Even if a system’s sun is the ideal age and composition to support life, civilizations will not rise if there aren’t planets occupying the so-called Goldilocks Zone. Thanks to NASA’s recent Kepler Mission, we now know of more that 4000 exoplanets in our galaxy. Using that data, Westby and Conselice calculated that as many as 19 percent of the stars in the Milky Way have planets that can support life. We’ve even seen an example for ourselves with the discovery of the TRAPPIST-1 system where three of the seven orbiting planets rest within the habitable zone.
The most speculative factor in the equation is L -- the average lifespan of an advanced civilization. Humanity has only achieved a level of technology that produces signals capable of being detected by alien civilizations for around 100 years, and we’re already damn near the brink of global collapse, so assigning a value to L is wildly subjective.
“We used our modelling of the age-distribution of all Milky Way stars to come up with an estimate of the average amount of time available for civilised life to exist,” Westby said. “We then used our own example, here on Earth, to come up with a bare minimum estimate that civilizations can presumably exist for at least a century beyond the development of their ability to produce long-range radio signals.” This was the only factor in their study that was based on human experience rather than derived from the established laws of astrophysics.

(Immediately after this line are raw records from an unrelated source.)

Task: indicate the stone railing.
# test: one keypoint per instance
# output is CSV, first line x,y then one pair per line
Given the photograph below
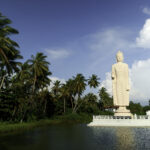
x,y
121,117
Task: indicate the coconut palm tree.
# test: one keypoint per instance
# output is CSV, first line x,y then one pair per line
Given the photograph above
x,y
93,81
79,87
56,87
8,47
39,69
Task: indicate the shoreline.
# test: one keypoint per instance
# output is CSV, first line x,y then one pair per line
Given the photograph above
x,y
6,127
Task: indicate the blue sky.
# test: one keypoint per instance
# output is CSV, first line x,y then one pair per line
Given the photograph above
x,y
83,36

While the confirmation of an extraterrestrial signal would enable us to more fully “solve” Drake’s equation, there are a number of other factors -- short of tapping into an alien broadcast -- that could deliver more accurate estimates. “One factor which our study has not yet explored is the possible impact of civilisations migrating from one planet to another, which would potentially have the effect of greatly increasing their own lifetime,” Westby noted, “as well as their sphere of communicative potential.”
But therein lies the problem. Based on their calculations, Westby and Conselice estimate that even though there may be 36 advanced alien civilizations residing in our neck of the universe, the closest ones are likely at least 17,000 light years away from us. They figure we’d need to search for close to 3,000 years just to find them and, at our current level of technology (assuming the aliens are roughly on par with us), even if we blasted a message off tomorrow we’d have to wait at least 34,000 years to get a reply. Even in a best case scenario, “if we relax our modelling assumptions and allow for a greater probability of life developing in less time, with fewer heavy elements the estimated number of CETI climbs to something like 900,” Westby said. “With our nearest neighbour being 1000 light-years away, it would require active searching for 100 years before SETI yields results.”

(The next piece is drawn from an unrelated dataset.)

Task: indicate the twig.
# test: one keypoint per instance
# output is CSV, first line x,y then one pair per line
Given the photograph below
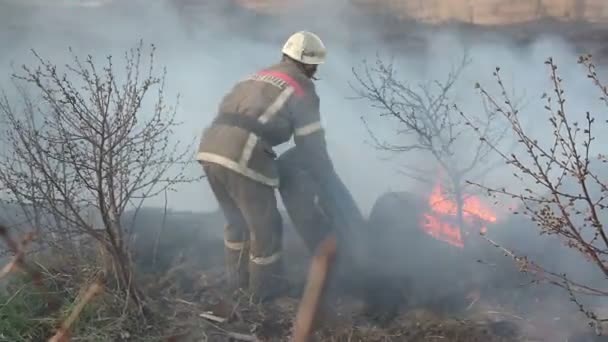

“Perhaps the reason for the great silence of Extra-Terrestrial signals is that technological civilizations come and go relatively fleetingly, and rarely avoid extinction for long enough to overhear a neighbor,” Westby concluded. “Perhaps life, and even intelligence, is more common than we once thought, but -- due to the vast dimensions of space -- it arrives and vanishes, after a relatively short, lonely existence.”